Sunday, November 16, 2008

the birds and the bees, or, just one of the differences between the girls and the boys

Lauren and I were sharing an evening last Friday of lounging around my living room, eating pizza, talking, having a couple drinks. Our wide-ranging discussion jumped from marriages to gay rights to biracial presidents to the Church of Jesus Christ of Latter Day Saints to identity politics to felony-convicted congressmen to our desire to have or to not have children.

Suddenly she turned to me and said, "How old would it be now?"

It took me a moment to understand what she was asking, and then it took me a moment to absorb her question, to appreciate her awareness of my life and the role she's played in it. She was one of the first people I told about the pregnancy and sat with me on the lawn outside of work one afternoon, our hands curled around cups of coffee, listening patiently as I talked myself in circles about how best to proceed.

It, that boy or girl child that I chose not to have back in June of 2002, would be going on six years old now. I do not often wonder about this boy or girl child, this wholly unknown creature, and I do not regret the decision that we made. But I do wonder, sometimes, about motherhood, especially as I watch more and more of my friends starting families. I wonder what we might have been like as parents together. Not back then, which would have been a tragedy, but now, as I find myself grounded in the world in a way that was hard to imagine six years ago. I wonder because I never wanted children, from the time I was a small girl myself, until I met this man and fell in love and suddenly, shockingly, found myself wanting it all. Marriage, babies, intermingled family Christmases, an entire life I had never wanted, never even dreamed of wanting, before.

I was trying to explain some of this to Lauren, this ongoing struggle to figure out how much of what this man and I shared was mine, is mine, to bring forward into a future without him. I got tangled up in words, a blizzard of words, until finally Lauren brought me back to earth again, laughingly saying, "Well, thank God, because I deal with enough first graders at school every day!"

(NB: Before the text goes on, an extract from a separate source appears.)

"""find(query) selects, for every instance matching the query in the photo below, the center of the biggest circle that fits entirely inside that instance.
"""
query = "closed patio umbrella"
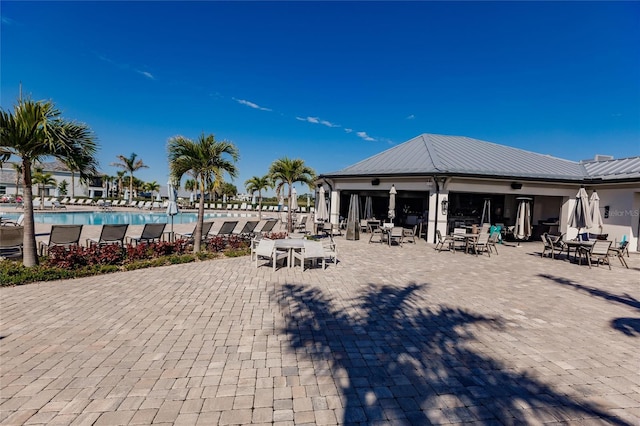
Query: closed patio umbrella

The next evening I was having dinner with two couples, four men who are dear to me, warm and wonderful and kind. But tension crept in when one of them, in the framework of a "You won't believe what so-and-so said!" story, told us how his grandmother had recently asked his stepmother if she had ever considered aborting her child. It was supposed to be a gotcha kind of moment (to steal another phrase from the recent media), and I suppose it was, at least to the guys around the dinner table.

But to me, it felt like a revelation, a moment of openness and connection between two grown women wondering about each other's histories and feeling close enough, intimate enough, to ask.


2 comments:

Tall Dave said...

I hear you loud and clear. Context is key too! It may not have been all boy/girl-based... In a different setting and with a different energy, the same comment would probably have led to a very different conversation...

Deborah said...

Oh Emma... thank you - now and always - for the way you share your life experiences and your perspectives on them. I am extremely moved.